From simple infections to dangerous tumors, find out what causes blood to appear in urine.
The kidneys empty waste into the ureters, two tube-like structures that connect to the urinary bladder where urine is stored temporarily before being ejected through the urethra. At the junction of the urinary bladder and urethra, the prostate gland empties seminal fluid into the urethral cavity. Any inflammation or disorder anywhere in this system can cause bleeding, indicated by the presence of blood in urine.
Hematuria (the presence of blood in urine) could be externally visible to the eyes or remain too microscopic to be seen by the naked eye. You may require a dipstick urine test to reveal the condition. The causes are as wide-ranging as the disorders that afflict the excretory system.
It can also be said that grounds as diverse as simple infections to the most dangerous tumors can result in a blood-tinted urine sample.
1. Bacterial or Viral Infections
- The urinary tract or bladder
An inflamed bladder (or cystitis) is normally associated with onset of one or more of the following symptoms:
- As urine is passed, a burning sensation overwhelms the urethral opening.

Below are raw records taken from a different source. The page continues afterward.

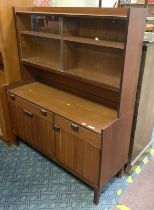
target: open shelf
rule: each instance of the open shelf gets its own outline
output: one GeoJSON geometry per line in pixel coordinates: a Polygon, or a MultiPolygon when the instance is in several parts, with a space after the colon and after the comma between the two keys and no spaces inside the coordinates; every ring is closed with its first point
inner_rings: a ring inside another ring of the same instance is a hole
{"type": "Polygon", "coordinates": [[[116,89],[119,89],[120,86],[120,75],[117,73],[108,72],[108,73],[103,73],[103,72],[96,72],[96,71],[91,71],[90,69],[84,69],[84,68],[72,68],[66,70],[67,73],[72,74],[77,77],[81,77],[86,80],[91,80],[99,83],[103,83],[108,86],[112,86],[116,89]]]}
{"type": "Polygon", "coordinates": [[[22,14],[17,16],[19,31],[60,34],[60,20],[54,15],[22,14]]]}
{"type": "Polygon", "coordinates": [[[30,66],[38,67],[38,68],[60,70],[60,67],[58,64],[42,59],[40,57],[31,57],[31,58],[22,59],[22,63],[28,64],[30,66]]]}
{"type": "Polygon", "coordinates": [[[63,34],[64,40],[68,41],[124,49],[126,22],[117,19],[65,17],[63,34]]]}
{"type": "Polygon", "coordinates": [[[60,40],[22,36],[21,60],[34,67],[60,69],[60,40]]]}
{"type": "Polygon", "coordinates": [[[37,31],[21,31],[20,34],[28,35],[28,36],[42,37],[42,38],[49,38],[49,39],[60,39],[61,38],[60,35],[58,35],[58,34],[50,34],[50,33],[37,32],[37,31]]]}
{"type": "Polygon", "coordinates": [[[123,51],[64,42],[64,72],[80,79],[120,89],[123,51]]]}
{"type": "Polygon", "coordinates": [[[94,39],[88,39],[88,38],[77,37],[77,36],[69,36],[69,37],[64,37],[63,39],[65,41],[71,41],[71,42],[77,42],[77,43],[83,43],[83,44],[91,44],[91,45],[97,45],[97,46],[124,49],[124,43],[122,42],[100,40],[97,37],[95,37],[94,39]]]}

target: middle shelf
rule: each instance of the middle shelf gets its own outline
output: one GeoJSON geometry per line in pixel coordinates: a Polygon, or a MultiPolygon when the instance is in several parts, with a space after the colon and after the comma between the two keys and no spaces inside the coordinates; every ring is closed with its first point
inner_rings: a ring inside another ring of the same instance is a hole
{"type": "MultiPolygon", "coordinates": [[[[39,32],[40,33],[40,32],[39,32]]],[[[56,35],[57,36],[57,35],[56,35]]],[[[78,38],[80,39],[80,38],[78,38]]],[[[104,46],[22,36],[21,62],[59,71],[89,82],[120,88],[123,50],[104,46]]]]}
{"type": "Polygon", "coordinates": [[[60,39],[61,38],[61,36],[58,34],[38,32],[38,31],[21,31],[20,34],[34,36],[34,37],[48,38],[48,39],[60,39]]]}
{"type": "Polygon", "coordinates": [[[78,36],[60,36],[58,34],[51,34],[51,33],[38,32],[38,31],[21,31],[20,34],[33,36],[33,37],[48,38],[48,39],[59,39],[59,40],[61,39],[64,41],[71,41],[71,42],[77,42],[77,43],[89,44],[89,45],[95,45],[95,46],[124,49],[123,42],[103,40],[103,39],[100,39],[99,37],[85,38],[85,37],[78,37],[78,36]]]}

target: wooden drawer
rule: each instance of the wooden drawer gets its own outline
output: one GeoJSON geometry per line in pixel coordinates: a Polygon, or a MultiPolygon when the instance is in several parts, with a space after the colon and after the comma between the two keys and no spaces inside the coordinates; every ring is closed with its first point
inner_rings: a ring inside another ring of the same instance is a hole
{"type": "Polygon", "coordinates": [[[32,104],[31,102],[28,102],[10,92],[8,92],[8,101],[11,103],[15,103],[18,107],[21,107],[25,111],[25,114],[27,111],[27,112],[37,115],[38,117],[44,118],[46,120],[49,120],[49,121],[53,120],[52,112],[49,112],[48,110],[44,108],[41,108],[35,104],[32,104]]]}
{"type": "Polygon", "coordinates": [[[57,115],[54,116],[54,122],[55,126],[58,128],[67,130],[73,136],[84,139],[85,142],[98,149],[101,148],[101,136],[99,134],[95,134],[91,130],[83,128],[82,126],[57,115]]]}

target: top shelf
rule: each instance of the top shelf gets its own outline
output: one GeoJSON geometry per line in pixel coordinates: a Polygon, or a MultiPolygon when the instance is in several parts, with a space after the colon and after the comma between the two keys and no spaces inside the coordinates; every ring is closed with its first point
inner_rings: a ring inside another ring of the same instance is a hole
{"type": "Polygon", "coordinates": [[[49,14],[127,19],[128,8],[15,7],[17,14],[49,14]]]}

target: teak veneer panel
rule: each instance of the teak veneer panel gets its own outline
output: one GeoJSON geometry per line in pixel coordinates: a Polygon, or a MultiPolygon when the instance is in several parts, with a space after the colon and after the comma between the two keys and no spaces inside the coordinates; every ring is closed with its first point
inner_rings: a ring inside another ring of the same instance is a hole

- It becomes difficult to resist the temptation to urinate frequently.
- The bladder appears to feel full even after forceful urination.
- Feverishness and feeling of being under the weather.
Initial treatment is usually confined to antibiotics which effectively alleviates distress.
- Kidney Problems
An infectious microbe could cross the blood tissue barrier to infect the kidneys, paving the way for large-scale inflammation. Certain virulent strains of Escherichia coli normally colonizing the small intestine may cause kidney failure, leading to blood in urine. Symptoms include high fever, recurring waves of abdominal pain, and backache.
- Infections of the urethral canal
The Urethra is the tubular canal that collects urine and empties it through the penis. It becomes infected either through internal microbial invasion or through sexually transmitted diseases. Treatment with antibiotics is usually enough to get over the symptoms.
2. Mass Lesions or Stones in the Kidneys
Large calcified masses known as stones developing in kidneys can do extensive damage to the tissues holding them. Smaller or broken stones passing through the ureter might tear the epithelial cell walls lining the ureter, causing internal bleeding and blood in urine. Stones also create waves of excruciating pain accompanied by high fever.
3. Cancerous Tumors in the Bladder or Kidney
Cancer of the bladder or kidney grows painlessly and signs of blood in the urine could be the first externally visible symptom of a serious internal disorder. Ruling out cancer should be the first priority, especially for people in their fifties, who experience many other cancerous symptoms like pain and fever. The doctor may suggest three tests to detect cancer.
- Cytological testing of a urine culture.
- Cystoscopy of the urinary bladder (using a scope to view the bladder lining).
- Ultrasound of the abdomen to examine the size and texture of kidney cells. Normally such testing reveals the contours of developing tumors.
4. Family History
This is one of the rare conditions brought on by a defective gene acquired genetically. It is a kind of bleeding that eventually leads to blood in the urine. The defect is centered in the kidney’s filtration system, where a crucial basement membrane involved in filtering the blood becomes weakened. The membrane allows small numbers of red blood cells to escape through the ureter into the urine. Benign familial hematuria starts in early childhood but is harmless. One or sometimes both parents will test positive for minute traces of blood in urine.
- It can be said that grounds as diverse as simple infections to the most dangerous tumors can result in a blood-tinted urine sample.
- Certain virulent strains of Escherichia coli normally colonizing the small intestine might cause kidney failure, leading to blood in urine.